Out-of-Bound Read in parseAarePdu /src/libiec61850/src/mms/iso_acse/acse.c:215:17

[gnbon]

Summary

An Out-of-Bound Read vulnerability was discovered in the parseAarePdu function of the acse.c file in the libiec61850 library through fuzzing. This vulnerability is triggered when parsing the 0xbe tag.

Details

The vulnerability occurs in the parseAarePdu function when processing the 0xbe tag. When bufPos index used to read from the input buffer is not properly validated, leading to an out-of-bounds read.

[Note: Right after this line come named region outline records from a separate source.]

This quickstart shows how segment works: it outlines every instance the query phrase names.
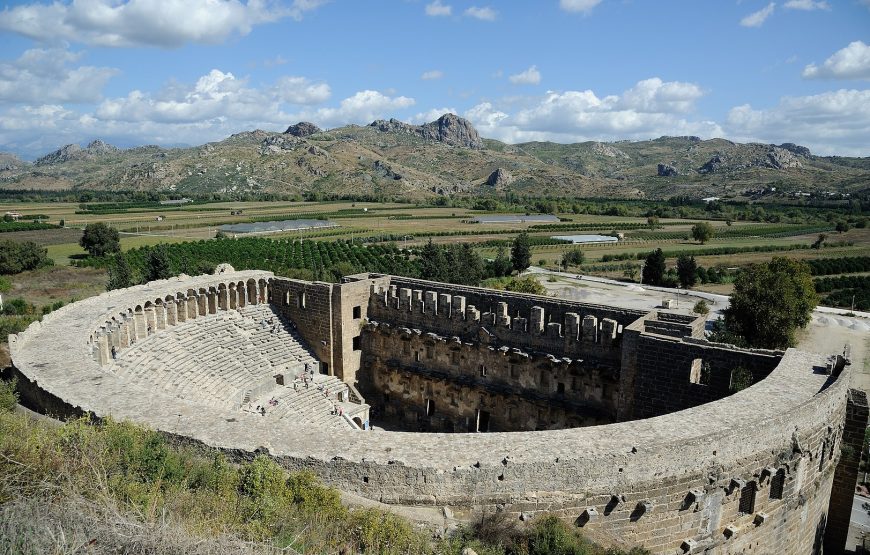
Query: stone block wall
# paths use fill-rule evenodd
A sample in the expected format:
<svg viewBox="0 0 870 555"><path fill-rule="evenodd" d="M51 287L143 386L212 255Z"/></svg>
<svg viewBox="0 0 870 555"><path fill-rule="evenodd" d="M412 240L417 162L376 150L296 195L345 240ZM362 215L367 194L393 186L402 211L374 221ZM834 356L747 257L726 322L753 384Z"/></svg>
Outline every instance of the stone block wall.
<svg viewBox="0 0 870 555"><path fill-rule="evenodd" d="M274 278L270 282L272 307L296 325L299 335L320 360L320 372L335 375L333 353L333 288L331 283ZM316 371L316 370L315 370Z"/></svg>
<svg viewBox="0 0 870 555"><path fill-rule="evenodd" d="M363 394L405 429L490 432L613 422L618 368L370 323Z"/></svg>
<svg viewBox="0 0 870 555"><path fill-rule="evenodd" d="M645 326L646 321L643 322ZM738 349L732 345L691 338L674 338L626 331L631 353L623 358L623 399L620 419L648 418L722 399L738 390L740 376L748 371L756 383L773 370L782 352ZM634 360L627 360L634 357ZM630 408L629 408L630 407Z"/></svg>
<svg viewBox="0 0 870 555"><path fill-rule="evenodd" d="M834 473L834 483L828 511L828 526L825 531L825 553L843 553L849 535L852 518L852 499L858 481L858 463L864 448L867 430L867 395L858 389L849 390L846 415L843 420L843 440L840 462Z"/></svg>
<svg viewBox="0 0 870 555"><path fill-rule="evenodd" d="M369 306L369 318L378 322L466 341L491 341L558 356L614 362L621 358L623 326L642 315L639 311L394 276L389 285L375 288Z"/></svg>

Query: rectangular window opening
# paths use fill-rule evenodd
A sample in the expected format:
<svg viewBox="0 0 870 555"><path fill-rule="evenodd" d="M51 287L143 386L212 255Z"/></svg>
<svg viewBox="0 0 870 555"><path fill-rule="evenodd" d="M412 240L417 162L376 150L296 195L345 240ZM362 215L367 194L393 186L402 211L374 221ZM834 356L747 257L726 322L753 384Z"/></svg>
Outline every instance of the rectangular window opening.
<svg viewBox="0 0 870 555"><path fill-rule="evenodd" d="M755 482L749 482L740 490L740 512L745 515L755 512Z"/></svg>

Let's consider when the execution reaches the following code:

libiec61850/src/mms/iso_acse/acse.c

Lines 184 to 188 in 790e3e6

	while (bufPos < maxBufPos) {
	uint8_t tag = buffer[bufPos++];
	int len;
	bufPos = BerDecoder_decodeLength(buffer, &len, bufPos, maxBufPos);

If the end of the file contains bytes like be 00, the tag variable will be set to 0xbe, and bufPos will point to the end of the file + 1. Due to the lack of proper boundary checks after this point, an out-of-bound read vulnerability can occur.
For example, when processing the 0xbe tag:

libiec61850/src/mms/iso_acse/acse.c

Lines 214 to 215 in 790e3e6

	case 0xbe: /* user information */
	if (buffer[bufPos] != 0x28) {

Impact:

An attacker can use this vulnerability to leak data by sending deliberately crafted input data to trigger abnormal behavior in the program. This can potentially lead to information disclosure or other unintended consequences.

Recommendation:

To mitigate this vulnerability, it is crucial to perform thorough boundary checks regardless of the size of the input data. The code should be modified to ensure that bufPos never exceeds the valid range of the buffer. Additionally, proper input validation and error handling should be implemented to gracefully handle cases where the input data size is unexpected or malformed.

PoC

A proof-of-concept exploit has been provided in the attached file. This PoC demonstrates how the vulnerability can be triggered by sending specially crafted input data to the affected functions.
acse-crash-be.zip

Address Sanitizer

==60912==ERROR: AddressSanitizer: heap-buffer-overflow on address 0x50d0000000c3 at pc 0x55989ba2470d bp 0x7ffe4fa0d270 sp 0x7ffe4fa0d268
READ of size 1 at 0x50d0000000c3 thread T0
    #0 0x55989ba2470c in parseAarePdu /src/libiec61850/src/mms/iso_acse/acse.c:215:17
    #1 0x55989ba2470c in AcseConnection_parseMessage /src/libiec61850/src/mms/iso_acse/acse.c:457:22
    #2 0x55989ba22364 in LLVMFuzzerTestOneInput /src/libiec61850/build/../fuzz/fuzz_acse_parse.c:10:5
    #3 0x55989ba22209 in ExecuteFilesOnyByOne /src/aflplusplus/utils/aflpp_driver/aflpp_driver.c:255:7
    #4 0x55989ba22005 in LLVMFuzzerRunDriver /src/aflplusplus/utils/aflpp_driver/aflpp_driver.c
    #5 0x55989ba21bbd in main /src/aflplusplus/utils/aflpp_driver/aflpp_driver.c:311:10
    #6 0x7fef531b0d8f in __libc_start_call_main csu/../sysdeps/nptl/libc_start_call_main.h:58:16
    #7 0x7fef531b0e3f in __libc_start_main csu/../csu/libc-start.c:392:3
    #8 0x55989b9475cd in _start (/home/user/oss-fuzz/build/out/libiec61850/fuzz_acse_parse+0x6d5cd)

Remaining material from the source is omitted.